Beginner's guide to investing outside of KiwiSaver

If you’re comfortable with your KiwiSaver investment, you might start to think about other investment options. Should you invest outside KiwiSaver and what should you consider?

Why invest outside KiwiSaver?

If you’re interested in investing in other areas outside KiwiSaver, first work out if it’s the right thing for you. Friends might be doing it, or it might be a bit trendy, but investment decisions are important decisions, and ones you want to get right for your situation.

KiwiSaver is a great investment tool, and one you’re probably using already. But as your KiwiSaver money is only accessible for your first home or when you reach 65, you might want to invest for other reasons – like an investment property or a financial goal.

You might want to put money into some higher risk, or lower risk investments.

Or, it might just be best to focus on putting more money into your mortgage, if you own your own home.

A financial adviser will be able to help you with this.

There are also online tools that can help. Sorted.org.nz has great tools and guides.

What should I consider for investing outside KiwiSaver?

•   Risk

All investments come with risk – the chance you could lose money. Financial experts say the best way to reduce your risk is to invest in a wide range of different assets, across different risk levels. That way, if one investment is disappointing, another might do well.

For example, you might have a percentage of ‘growth’, or riskier, investments, like shares or property. You might complement that with lower-risk investments, like a savings account, or term deposits, or invest in a conservative fund. All of these investments together make up an investment portfolio.

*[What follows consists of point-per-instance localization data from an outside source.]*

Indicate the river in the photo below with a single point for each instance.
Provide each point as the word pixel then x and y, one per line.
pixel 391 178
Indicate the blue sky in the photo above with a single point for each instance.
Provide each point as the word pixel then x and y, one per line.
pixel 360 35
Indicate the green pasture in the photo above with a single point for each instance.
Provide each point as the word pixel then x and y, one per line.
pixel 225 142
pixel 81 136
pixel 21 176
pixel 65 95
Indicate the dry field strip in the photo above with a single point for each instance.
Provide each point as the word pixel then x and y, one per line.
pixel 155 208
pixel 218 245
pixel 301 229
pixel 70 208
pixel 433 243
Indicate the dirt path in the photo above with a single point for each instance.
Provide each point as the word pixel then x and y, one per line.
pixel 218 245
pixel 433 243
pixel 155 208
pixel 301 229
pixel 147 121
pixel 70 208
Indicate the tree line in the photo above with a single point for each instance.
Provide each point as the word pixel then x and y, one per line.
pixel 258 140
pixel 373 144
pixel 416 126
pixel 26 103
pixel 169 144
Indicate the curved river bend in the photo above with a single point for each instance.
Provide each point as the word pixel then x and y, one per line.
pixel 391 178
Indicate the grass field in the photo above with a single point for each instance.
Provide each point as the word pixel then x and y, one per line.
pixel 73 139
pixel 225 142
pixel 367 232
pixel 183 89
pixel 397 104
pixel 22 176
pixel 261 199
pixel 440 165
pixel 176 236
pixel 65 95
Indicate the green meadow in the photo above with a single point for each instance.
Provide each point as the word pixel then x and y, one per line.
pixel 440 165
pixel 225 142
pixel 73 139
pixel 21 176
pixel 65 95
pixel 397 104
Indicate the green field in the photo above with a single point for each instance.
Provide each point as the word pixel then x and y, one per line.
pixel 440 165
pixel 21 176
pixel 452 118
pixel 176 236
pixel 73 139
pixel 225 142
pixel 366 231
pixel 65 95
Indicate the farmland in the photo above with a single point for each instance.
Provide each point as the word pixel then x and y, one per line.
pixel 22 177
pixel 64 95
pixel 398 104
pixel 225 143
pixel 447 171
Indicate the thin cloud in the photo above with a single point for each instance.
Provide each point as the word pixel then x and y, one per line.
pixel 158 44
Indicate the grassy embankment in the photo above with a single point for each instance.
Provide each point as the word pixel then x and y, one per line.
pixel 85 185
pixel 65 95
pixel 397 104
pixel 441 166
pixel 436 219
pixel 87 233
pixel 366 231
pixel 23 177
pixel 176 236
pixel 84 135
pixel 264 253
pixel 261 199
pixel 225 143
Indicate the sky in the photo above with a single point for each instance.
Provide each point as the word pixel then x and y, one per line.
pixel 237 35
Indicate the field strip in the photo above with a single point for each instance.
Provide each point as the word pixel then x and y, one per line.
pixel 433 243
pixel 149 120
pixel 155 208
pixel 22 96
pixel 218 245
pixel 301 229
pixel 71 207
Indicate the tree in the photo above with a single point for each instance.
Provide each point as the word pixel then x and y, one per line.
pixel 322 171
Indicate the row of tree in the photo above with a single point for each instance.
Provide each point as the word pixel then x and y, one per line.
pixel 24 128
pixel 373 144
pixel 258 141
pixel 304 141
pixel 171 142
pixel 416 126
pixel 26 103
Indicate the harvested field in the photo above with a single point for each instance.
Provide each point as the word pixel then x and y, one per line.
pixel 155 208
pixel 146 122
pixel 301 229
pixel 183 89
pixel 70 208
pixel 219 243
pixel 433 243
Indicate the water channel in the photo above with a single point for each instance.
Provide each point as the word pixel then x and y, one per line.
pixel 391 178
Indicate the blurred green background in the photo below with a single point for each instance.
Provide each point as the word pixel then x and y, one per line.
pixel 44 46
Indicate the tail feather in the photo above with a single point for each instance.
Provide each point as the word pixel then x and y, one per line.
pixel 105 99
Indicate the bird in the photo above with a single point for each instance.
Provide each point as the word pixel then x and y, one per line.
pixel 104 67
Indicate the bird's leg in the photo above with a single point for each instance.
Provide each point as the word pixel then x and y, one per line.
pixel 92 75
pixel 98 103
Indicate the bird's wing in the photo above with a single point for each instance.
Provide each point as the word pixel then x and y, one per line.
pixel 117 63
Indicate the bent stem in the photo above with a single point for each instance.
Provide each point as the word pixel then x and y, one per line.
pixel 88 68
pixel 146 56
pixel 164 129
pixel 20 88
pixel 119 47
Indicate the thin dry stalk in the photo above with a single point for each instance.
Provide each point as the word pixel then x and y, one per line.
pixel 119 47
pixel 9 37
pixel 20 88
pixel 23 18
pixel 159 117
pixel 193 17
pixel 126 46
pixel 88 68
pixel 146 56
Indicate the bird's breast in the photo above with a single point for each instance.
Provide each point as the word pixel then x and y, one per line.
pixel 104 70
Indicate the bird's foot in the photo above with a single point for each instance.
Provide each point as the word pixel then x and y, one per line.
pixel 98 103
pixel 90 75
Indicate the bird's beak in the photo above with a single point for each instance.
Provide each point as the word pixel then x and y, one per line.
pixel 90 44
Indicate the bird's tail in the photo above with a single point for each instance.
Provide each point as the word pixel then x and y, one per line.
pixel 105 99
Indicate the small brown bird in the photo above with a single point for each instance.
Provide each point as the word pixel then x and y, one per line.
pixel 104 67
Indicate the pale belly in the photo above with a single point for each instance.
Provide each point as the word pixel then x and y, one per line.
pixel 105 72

Risk levels are based on the time you’ll be invested, and how confident and comfortable you are with investing. For example, a portfolio made up mainly of shares will be a growth, higher risk investment, and best for those with a high tolerance for risk, or those investing for 10 years or more.

Risk is also based on how easy it is to get your money back. As you know, it’s not easy to get money out of your KiwiSaver account. So you might want to invest in something because you can get your money back more quickly – for emergencies, for example.

•   Fees and costs

When you invest in a financial product, you’ll be charged fees.

It’s important to know how much you’re paying in fees. If you have a very small amount invested, high upfront fees might not make it worthwhile. You might be invested in a range of similar funds that offer the same level of risk and returns, but you’re being charged multiple fees across them.

It’s smart to know how much you’re paying. Use Sorted’s Smart Investor tool to help you.

What are my other options?

If you’ve decided that more investments are right for you, New Zealand has a range of investment types outside KiwiSaver. These include shares, property, cash - through savings accounts and term deposits, bonds, plus what Sorted.org.nz refers to as alternative investments – things like commodities (gold) or cryptocurrency.

You can earn returns from investments in two ways. One way is putting money into a product or asset, and expecting the value to grow over time. Another way is to invest in assets that generate an income, for example things like bonds, term deposits, and shares that pay dividends.

Investing in shares

When you buy shares, you’re buying a tiny slice of a company. The value of your shares may go up and down over time, but over the long term, you’ll hope they go up.

It can be difficult to decide which individual companies you want to put your money into. For example, do you want to spend NZ$1,000 buying one share of a major US company? To buy individual shares, you can use a share broker, or some online platforms let you buy them yourself.

You can also invest in a fund. These hold a range of different shares, meaning you don’t need to research every individual company. Funds are a great way to diversify your investment, too – so you won’t have all your money invested in just one company, which can help reduce your risk.

You can also invest in shares through exchange-traded funds, which typically are inexpensive and well-diversified. They are usually passively managed, which means they are designed to follow and index, and you can buy them yourself through a broker or online platform.

•   Managed funds

Managed funds generally invest in a range of assets, often including shares and property, bonds, term deposits, and cash. They’re run by a ‘fund manager’.

Pie Funds, the issuer of the JUNO KiwiSaver Scheme, is a fund manager. Pie Funds has a range of different funds outside KiwiSaver that you can invest your money in. Managed funds can be actively or passively managed.

•   Exchange-traded funds (ETFs)

ETFs are usually made up of a collection of shares that follow a market index. One example is the Smartshares New Zealand Top 50 ETF, which tracks the performance of the 50 largest companies listed on the New Zealand Stock Exchange.

ETFs are usually passively managed so are often cheaper, because you’re not paying for an investment team researching, picking and trading individual shares.

Published 25 November 2019

Pie Funds Management Limited is the issuer of the JUNO KiwiSaver Scheme. You can read our Product Disclosure Statement. All content is correct at time of publication date. This article is general in nature only and has not taken into account any particular person’s objectives or circumstances. Before relying on it, we recommend you speak with an independent financial adviser.